Our report is a reflection on the lessons learnt through designing and revisiting buildings for people with dementia. It has two complementary components: a website that collates a mosaic of conversations, drawings, stories and experiments around the subject of dementia; and an immersive installation at the Biennale Architettura 2016 that uses drawing as a medium to explore the occupation of a building we designed for people with dementia.
www.losingmyself.ie documents the lessons we learn as we speak to a broad range of people about dementia. This website presents a series of interdisciplinary conversations with experts across a range of fields – neuroscientists, psychologists, health workers, philosophers and anthropologists – as well as people with dementia and their families. It allows us to collate stories of personal interactions with dementia, and is of interest to architects, scientists and those dealing with dementia day to day. The site is also a record of the process of developing our central Venice installation: drawing and making in collaboration with others. The design of the website itself incorporates creative advice from people with dementia.
The installation at the Arsenale imagines the Alzheimer’s Respite Centre in Dublin, Ireland as experienced by its occupants: people with dementia and their carers. Dementia erodes the ability to remember where you have come from and to plan where you would like to go. It becomes progressively harder to situate yourself and to navigate your way in the world: two capacities central to the experience of architecture.

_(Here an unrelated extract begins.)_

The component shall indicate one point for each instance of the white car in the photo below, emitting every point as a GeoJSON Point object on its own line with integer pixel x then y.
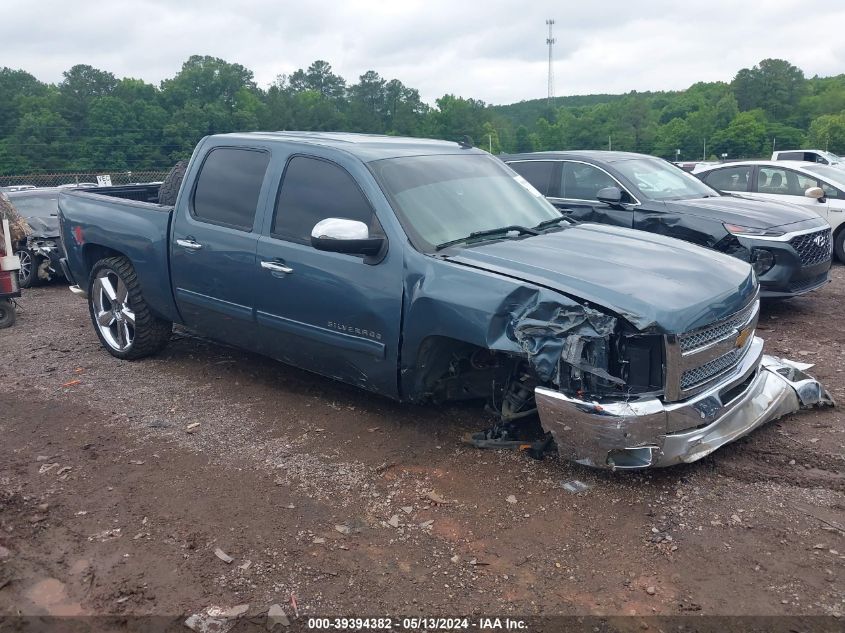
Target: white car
{"type": "Point", "coordinates": [818, 187]}
{"type": "Point", "coordinates": [810, 155]}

The plan of any building is an architectural representation of the human need to be situated within an environment that provides orientation. Using time-based projection, we redraw the experience of this plan as collectively witnessed by sixteen people using the building over the course of one day. The coherent, fixed plan an architect depends upon can never be fully brought into being by the building's occupants: they cannot use memory and projection to see beyond their immediate situation and can no longer synthesise their experiences to create a stable model of their environment. This produces a fragmentary world; and, because there is still recourse to deep memory, a world that is filled with a phantasmagoric and unbidden procession of other spaces and times. The overlapping, perhaps conflicting, experiences of the inhabitants question the notion of the building as a singular conception, and by extension, those architectural representations that insist upon buildings as finite and whole objects.